The higher authorities will pay 200 thousand yuan in cash and 50 thousand yuan in interest.
After the principal account loan is pferred, the credit balance is 100 thousand yuan. After the interest is divided into account and loan, the balance is 30 thousand yuan. When the balance is reached at the end of the year, the amount of the blank card is filled out with the scarlet letter. The principal amount is 100 thousand yuan (red letter), the interest on the advance payment column is 30 thousand yuan (red letter), and the note is reprinted on the "one year treasury bond payment fund".
When the maturity of the 5 year treasury bonds expires, the card will be drawn out, and the principal and the principal amount of the card will be reduced to the principal of the customer. The interest of the card and the interest drawn on the superior bank will be reduced with the interest paid by the customer.
There are two kinds of circumstances at this time. One is: the principal payment of the actual payment is not enough to reduce, and we should actively find out the reasons, prevent the behavior of the Treasury Bond Fund in the previous year; the other is: the actual payment is small, and the balance after deducting the account is reflected in the lender, indicating that the customer will pay in the future, and the balance of his credit should be equal to the "0016 foreign currency certificate".
After the interest is deducted, the interest account is the debit balance, which means that the interest paid by the 5 year treasury bonds purchased by the bank should be paid from the cost and pferred to the "payable interest" at the end of the year.
(three) the unsold treasury bonds of the previous year were subscribed by the bank.
This card can be directly filled out, indicating the date of purchase, maturity and interest rate.
After the certificate expires, the interest is drawn out of the card, and the principal payment is deducted from the principal payment, and the interest is entered into the investment income.

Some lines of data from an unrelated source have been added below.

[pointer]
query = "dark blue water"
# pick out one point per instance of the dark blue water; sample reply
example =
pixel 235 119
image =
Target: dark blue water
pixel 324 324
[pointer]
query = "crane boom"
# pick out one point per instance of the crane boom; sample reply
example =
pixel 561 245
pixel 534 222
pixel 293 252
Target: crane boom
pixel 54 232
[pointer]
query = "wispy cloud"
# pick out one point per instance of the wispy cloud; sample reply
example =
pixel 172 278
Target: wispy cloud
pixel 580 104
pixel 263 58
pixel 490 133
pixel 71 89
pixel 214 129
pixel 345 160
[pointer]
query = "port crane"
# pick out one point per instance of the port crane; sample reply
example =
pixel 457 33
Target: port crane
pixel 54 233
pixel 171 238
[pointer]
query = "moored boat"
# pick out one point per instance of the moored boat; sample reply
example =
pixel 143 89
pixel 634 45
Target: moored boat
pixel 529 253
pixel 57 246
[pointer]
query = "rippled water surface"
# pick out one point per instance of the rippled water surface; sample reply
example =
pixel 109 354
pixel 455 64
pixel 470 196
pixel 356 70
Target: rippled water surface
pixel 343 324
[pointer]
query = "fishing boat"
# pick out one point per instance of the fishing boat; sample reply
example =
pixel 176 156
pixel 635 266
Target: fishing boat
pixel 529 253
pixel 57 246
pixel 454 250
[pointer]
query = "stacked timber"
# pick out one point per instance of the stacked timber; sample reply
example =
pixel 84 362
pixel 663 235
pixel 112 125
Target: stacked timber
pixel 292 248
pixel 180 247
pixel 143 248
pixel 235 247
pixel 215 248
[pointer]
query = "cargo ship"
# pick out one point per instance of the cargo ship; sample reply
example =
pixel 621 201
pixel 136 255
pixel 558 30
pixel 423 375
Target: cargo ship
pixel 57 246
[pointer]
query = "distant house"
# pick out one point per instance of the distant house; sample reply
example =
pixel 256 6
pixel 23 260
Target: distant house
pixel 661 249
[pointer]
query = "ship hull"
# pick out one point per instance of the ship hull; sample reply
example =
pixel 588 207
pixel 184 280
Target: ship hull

(four) the number of bonds payable at each node is in line with the principal and interest of the Treasury bond drawn by the superior, and the card is not filled.
It shows that the issuance and payment of treasury bonds are correct.
(five) the establishment of the above cards must be based on thoroughly clearing the principal and interest of the Treasury bonds of the previous year.
At the same time, we should pay attention to the following questions: 1. the Treasury bills that customers pay in advance should be pferred from the "0016 outward certificate of Treasury documents" to the "7724 long term national bond investment" account.
2. in the normal payment period, the above cards should be used at the end of the year.
When the payment is normally paid, the payment network will be charged according to the annual, sub principal and interest accounts. After the payment period is over, the accounting authority will be in the "year-end" account.